Integrated Defensive Avionics Software (IDAS)
Today, IDAS is an integral component in the complex electronic warfare technology ubiquitous in modern military aircraft. Developed by GTRI engineers to complement radar warning, missile warning and countermeasures systems, IDAS supports rapid threat display and response. It presents accurate and usable information to the aircrew.
GTRI's Melanie Hill takes the controls during early testing of the A-10 Infrared Countermeasure solution, 2008.
IDAS includes a sophisticated threat data correlator that combines information from onboard sensors and data links. It provides real-time threat response management functions required to counter radio frequency and infrared threats. It also includes automated chaff and flare countermeasures.
In addition, IDAS incorporates the Virtual Electronic Combat Training System function in its operational flight program. System capabilities include in-flight aircrew tactics training using simulated threats.
IDAS can be configured for specific missions and individual threat responses. This flexibility makes the system applicable in a range of aircraft, from fixed-wing fighters to rotary-wing craft. Most recently, IDAS was revised under the C-130 Avionics Modernization Program to add capability and update to open-systems standards.
Infrared Countermeasure Solution
When U.S. Military A-10 pilots needed protection from shoulder fired missiles, GTRI developed an Infrared Countermeasure Solution in under 200 Days.
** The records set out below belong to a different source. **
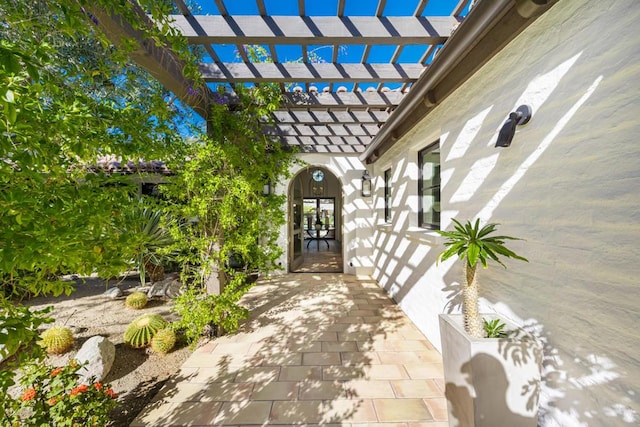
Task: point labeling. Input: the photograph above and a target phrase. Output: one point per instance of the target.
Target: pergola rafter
(330, 103)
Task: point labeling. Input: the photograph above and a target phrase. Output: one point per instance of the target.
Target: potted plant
(148, 237)
(488, 381)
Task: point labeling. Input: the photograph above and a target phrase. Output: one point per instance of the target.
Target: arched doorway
(315, 221)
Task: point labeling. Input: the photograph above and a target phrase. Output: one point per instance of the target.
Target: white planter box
(490, 382)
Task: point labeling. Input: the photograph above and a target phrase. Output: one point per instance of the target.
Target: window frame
(432, 225)
(387, 195)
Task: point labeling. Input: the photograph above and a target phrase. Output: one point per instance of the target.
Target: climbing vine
(233, 227)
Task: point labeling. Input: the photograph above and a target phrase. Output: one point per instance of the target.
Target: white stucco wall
(357, 230)
(569, 184)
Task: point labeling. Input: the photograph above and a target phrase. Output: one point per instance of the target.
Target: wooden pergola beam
(343, 100)
(316, 72)
(330, 117)
(316, 30)
(326, 130)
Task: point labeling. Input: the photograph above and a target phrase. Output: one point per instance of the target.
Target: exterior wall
(356, 227)
(569, 184)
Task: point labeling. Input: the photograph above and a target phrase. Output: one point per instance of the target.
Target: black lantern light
(366, 184)
(521, 116)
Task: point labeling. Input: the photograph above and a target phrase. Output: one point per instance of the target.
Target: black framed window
(429, 187)
(387, 195)
(321, 211)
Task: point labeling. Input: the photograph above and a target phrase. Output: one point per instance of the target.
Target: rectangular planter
(490, 382)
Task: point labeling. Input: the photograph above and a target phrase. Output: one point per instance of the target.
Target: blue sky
(350, 53)
(347, 53)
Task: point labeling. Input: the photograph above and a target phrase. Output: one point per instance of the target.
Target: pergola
(341, 116)
(337, 106)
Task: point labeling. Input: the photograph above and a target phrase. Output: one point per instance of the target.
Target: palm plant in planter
(484, 381)
(148, 236)
(472, 244)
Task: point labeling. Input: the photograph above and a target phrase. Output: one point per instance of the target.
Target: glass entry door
(296, 232)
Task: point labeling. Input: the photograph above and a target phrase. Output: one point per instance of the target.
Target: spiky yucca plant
(136, 300)
(149, 231)
(57, 340)
(472, 244)
(140, 332)
(163, 341)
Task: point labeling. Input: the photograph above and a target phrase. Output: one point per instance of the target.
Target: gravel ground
(137, 374)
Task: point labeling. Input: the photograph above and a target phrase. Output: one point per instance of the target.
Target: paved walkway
(319, 349)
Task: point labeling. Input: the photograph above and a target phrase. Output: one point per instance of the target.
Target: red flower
(28, 394)
(80, 389)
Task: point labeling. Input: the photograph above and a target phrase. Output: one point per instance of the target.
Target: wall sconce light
(366, 184)
(521, 116)
(266, 188)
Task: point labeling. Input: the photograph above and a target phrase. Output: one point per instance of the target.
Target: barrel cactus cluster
(143, 328)
(163, 341)
(136, 300)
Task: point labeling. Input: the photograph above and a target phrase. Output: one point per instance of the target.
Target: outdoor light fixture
(266, 189)
(521, 116)
(366, 184)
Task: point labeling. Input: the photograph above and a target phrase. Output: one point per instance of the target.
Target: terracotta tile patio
(319, 349)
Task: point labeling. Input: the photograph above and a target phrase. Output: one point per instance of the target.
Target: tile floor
(319, 349)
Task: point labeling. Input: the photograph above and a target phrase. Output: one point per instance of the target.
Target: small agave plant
(474, 244)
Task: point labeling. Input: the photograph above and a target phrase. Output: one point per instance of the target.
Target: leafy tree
(219, 191)
(474, 244)
(67, 97)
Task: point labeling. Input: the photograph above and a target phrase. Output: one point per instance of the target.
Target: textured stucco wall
(356, 227)
(569, 185)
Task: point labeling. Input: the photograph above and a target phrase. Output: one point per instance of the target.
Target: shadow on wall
(406, 268)
(497, 411)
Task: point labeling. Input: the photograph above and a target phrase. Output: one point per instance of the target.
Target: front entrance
(315, 225)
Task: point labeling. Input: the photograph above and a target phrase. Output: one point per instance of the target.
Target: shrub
(163, 341)
(57, 340)
(140, 332)
(136, 300)
(53, 397)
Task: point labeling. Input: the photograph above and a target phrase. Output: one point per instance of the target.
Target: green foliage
(67, 97)
(219, 193)
(163, 341)
(57, 340)
(140, 332)
(199, 311)
(494, 328)
(53, 397)
(220, 189)
(471, 243)
(136, 300)
(474, 243)
(150, 238)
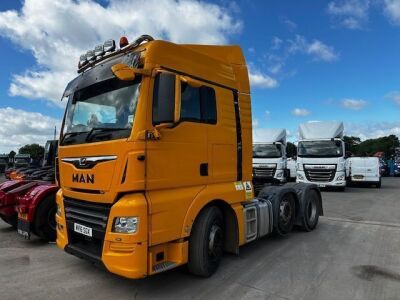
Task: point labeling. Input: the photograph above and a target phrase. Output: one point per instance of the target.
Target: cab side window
(198, 104)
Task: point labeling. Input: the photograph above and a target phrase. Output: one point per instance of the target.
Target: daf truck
(155, 161)
(321, 154)
(269, 158)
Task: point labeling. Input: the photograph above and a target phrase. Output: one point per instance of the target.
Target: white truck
(364, 170)
(321, 154)
(269, 158)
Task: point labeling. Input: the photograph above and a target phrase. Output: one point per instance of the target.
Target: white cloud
(370, 130)
(317, 49)
(354, 104)
(352, 14)
(395, 97)
(300, 112)
(56, 32)
(19, 127)
(276, 43)
(261, 80)
(392, 10)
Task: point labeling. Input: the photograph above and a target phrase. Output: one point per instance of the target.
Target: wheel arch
(231, 243)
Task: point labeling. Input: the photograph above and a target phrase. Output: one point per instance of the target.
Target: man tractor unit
(28, 202)
(155, 161)
(269, 159)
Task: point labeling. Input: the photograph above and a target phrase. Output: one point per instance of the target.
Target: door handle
(204, 169)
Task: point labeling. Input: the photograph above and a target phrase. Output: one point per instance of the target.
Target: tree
(35, 150)
(386, 144)
(291, 150)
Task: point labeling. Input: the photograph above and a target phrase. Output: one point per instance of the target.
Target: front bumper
(122, 254)
(301, 177)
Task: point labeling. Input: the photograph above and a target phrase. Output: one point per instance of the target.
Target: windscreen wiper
(102, 129)
(71, 134)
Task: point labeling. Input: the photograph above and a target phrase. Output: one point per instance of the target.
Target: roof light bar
(99, 51)
(90, 55)
(109, 46)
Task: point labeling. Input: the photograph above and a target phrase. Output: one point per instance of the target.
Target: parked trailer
(321, 154)
(169, 181)
(28, 203)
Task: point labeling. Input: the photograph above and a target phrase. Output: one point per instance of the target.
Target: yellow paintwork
(166, 190)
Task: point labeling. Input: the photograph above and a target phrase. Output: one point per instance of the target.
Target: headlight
(58, 210)
(125, 224)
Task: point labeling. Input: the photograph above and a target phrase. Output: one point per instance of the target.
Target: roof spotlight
(99, 51)
(109, 46)
(90, 55)
(82, 60)
(123, 42)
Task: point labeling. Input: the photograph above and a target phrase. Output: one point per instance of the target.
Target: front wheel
(206, 242)
(45, 219)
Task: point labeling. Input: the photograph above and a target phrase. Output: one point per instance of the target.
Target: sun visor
(99, 73)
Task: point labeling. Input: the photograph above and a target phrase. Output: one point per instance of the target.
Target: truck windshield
(267, 151)
(102, 111)
(320, 149)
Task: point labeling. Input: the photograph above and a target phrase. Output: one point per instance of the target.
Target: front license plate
(24, 228)
(82, 229)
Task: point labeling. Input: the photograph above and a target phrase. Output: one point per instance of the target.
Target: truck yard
(353, 254)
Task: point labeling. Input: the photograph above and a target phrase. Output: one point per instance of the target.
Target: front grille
(264, 172)
(90, 215)
(320, 175)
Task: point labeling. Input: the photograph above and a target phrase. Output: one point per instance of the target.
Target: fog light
(58, 210)
(125, 224)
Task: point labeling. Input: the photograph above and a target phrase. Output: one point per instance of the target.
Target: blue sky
(308, 60)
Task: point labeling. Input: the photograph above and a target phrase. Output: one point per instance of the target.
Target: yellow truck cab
(155, 161)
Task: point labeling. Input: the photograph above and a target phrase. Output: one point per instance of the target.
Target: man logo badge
(81, 178)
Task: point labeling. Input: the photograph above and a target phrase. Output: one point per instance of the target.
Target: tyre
(311, 211)
(12, 221)
(45, 219)
(206, 242)
(286, 214)
(379, 184)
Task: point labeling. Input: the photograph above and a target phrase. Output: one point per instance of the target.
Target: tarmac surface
(353, 254)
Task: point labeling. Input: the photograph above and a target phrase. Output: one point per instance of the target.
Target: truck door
(176, 161)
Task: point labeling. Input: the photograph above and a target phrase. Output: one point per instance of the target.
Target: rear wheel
(311, 211)
(45, 219)
(286, 214)
(206, 242)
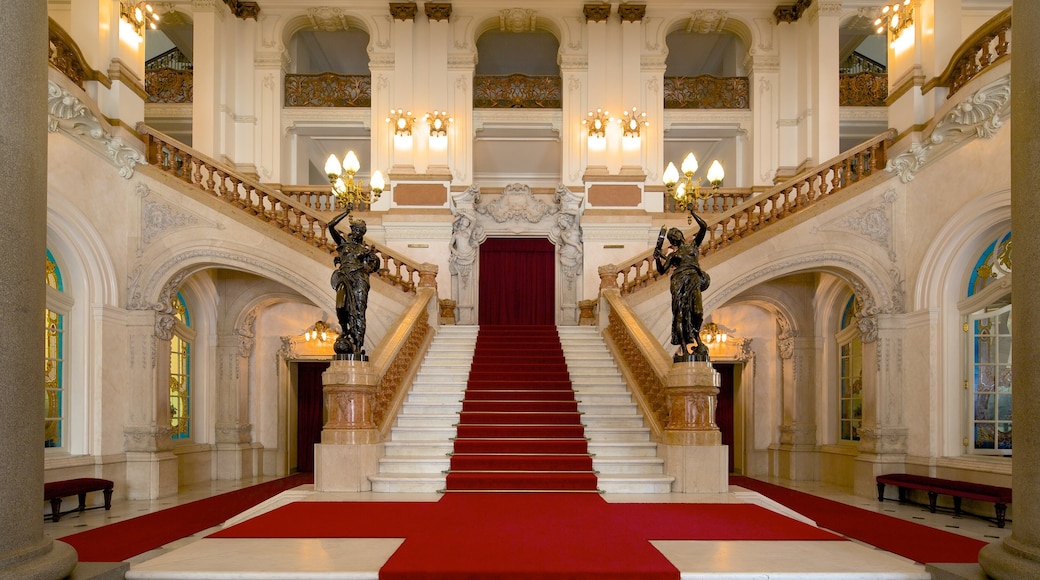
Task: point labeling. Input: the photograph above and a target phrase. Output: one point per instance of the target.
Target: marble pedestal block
(693, 449)
(351, 442)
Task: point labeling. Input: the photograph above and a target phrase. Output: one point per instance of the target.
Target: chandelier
(685, 190)
(349, 192)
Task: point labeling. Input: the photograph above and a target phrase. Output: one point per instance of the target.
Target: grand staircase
(420, 447)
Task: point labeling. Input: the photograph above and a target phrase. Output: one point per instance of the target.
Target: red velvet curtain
(310, 416)
(517, 282)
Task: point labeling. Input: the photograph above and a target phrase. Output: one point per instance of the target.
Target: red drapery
(309, 413)
(517, 282)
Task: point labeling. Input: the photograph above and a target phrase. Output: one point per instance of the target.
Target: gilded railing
(268, 205)
(771, 206)
(642, 359)
(328, 89)
(503, 91)
(706, 91)
(397, 358)
(990, 44)
(721, 201)
(862, 89)
(66, 57)
(316, 198)
(170, 85)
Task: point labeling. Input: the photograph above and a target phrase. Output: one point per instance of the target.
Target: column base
(48, 559)
(345, 468)
(698, 469)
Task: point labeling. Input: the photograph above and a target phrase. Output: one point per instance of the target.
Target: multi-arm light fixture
(685, 190)
(349, 192)
(895, 18)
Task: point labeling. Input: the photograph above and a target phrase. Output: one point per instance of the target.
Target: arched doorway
(517, 284)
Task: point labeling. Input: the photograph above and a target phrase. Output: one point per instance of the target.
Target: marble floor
(196, 557)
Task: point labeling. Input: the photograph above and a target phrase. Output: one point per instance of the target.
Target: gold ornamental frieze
(706, 91)
(328, 89)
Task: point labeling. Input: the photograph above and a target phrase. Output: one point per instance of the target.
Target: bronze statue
(355, 261)
(689, 281)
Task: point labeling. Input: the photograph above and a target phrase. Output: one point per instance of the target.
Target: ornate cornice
(982, 114)
(404, 10)
(243, 9)
(793, 11)
(596, 12)
(437, 11)
(632, 12)
(69, 114)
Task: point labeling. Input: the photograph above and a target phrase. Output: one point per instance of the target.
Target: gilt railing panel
(706, 91)
(328, 89)
(266, 204)
(764, 209)
(503, 91)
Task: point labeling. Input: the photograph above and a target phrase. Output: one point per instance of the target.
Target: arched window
(180, 371)
(850, 374)
(58, 305)
(988, 331)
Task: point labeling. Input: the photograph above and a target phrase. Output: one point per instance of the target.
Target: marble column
(1018, 555)
(24, 551)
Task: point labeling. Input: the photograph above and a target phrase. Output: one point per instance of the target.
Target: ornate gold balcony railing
(170, 85)
(760, 211)
(706, 91)
(987, 47)
(328, 89)
(503, 91)
(862, 89)
(266, 204)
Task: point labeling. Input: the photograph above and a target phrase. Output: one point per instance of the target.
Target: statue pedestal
(694, 453)
(351, 442)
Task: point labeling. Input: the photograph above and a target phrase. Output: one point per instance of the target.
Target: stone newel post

GTRI's solution is now in production for all A-10 aircraft and is saving lives today.
Digital Crystal Video Receiver
GTRI researchers invented and patented a digital crystal video receiver, a vital part of the radar warning receiver system that alerts an aircraft crew to enemy ground radar activity. By converting U.S. radar warning receivers from analog to digital circuits, the digital crystal video receiver will provide more stable in-air detection of enemy ground radar at less cost.
The device represents a substantial improvement in reliability, cost and accuracy over the analog chips they are designed to replace. The key issue is the logarithmic transfer function, which coordinates the input and output of a radar warning receiver's signal-processing system.
In radar warning receivers, the continuous-scale analog chip has been difficult to calibrate and maintain. By contrast, the digital crystal video receiver needs no calibration, performs well under temperature extremes and is more robust, thus the circuit is more stable. The digital version is also far less expensive to manufacture and reduces the overall production cost of a radar warning receiver by a factor between five and 10.
The receiver demodulates received radar signals into video waveforms. The waveforms undergo digital signal processing, producing a digital equivalent with a logarithmic function to make processing easier.
Among GTRI's most successful early such projects was an upgrade of the U.S. Air Force's H-53 helicopter. Originally designed as a general purpose cargo transport, the Air Force wanted a modified craft for special operations forces. GTRI engineers instituted numerous structural improvements that significantly increased payload capacity, along with improved main rotor blades, a more reliable main rotor head and upgraded engines.
Substantial changes in the mission equipment package were made as well. The changes allowed for safer, more effective navigation at low altitudes in total darkness and adverse weather, over all types of topography, including mountainous terrain.
As a cost-saving alternative to building new systems from scratch, the idea of updating aircraft found a receptive audience at the Pentagon and Capitol Hill.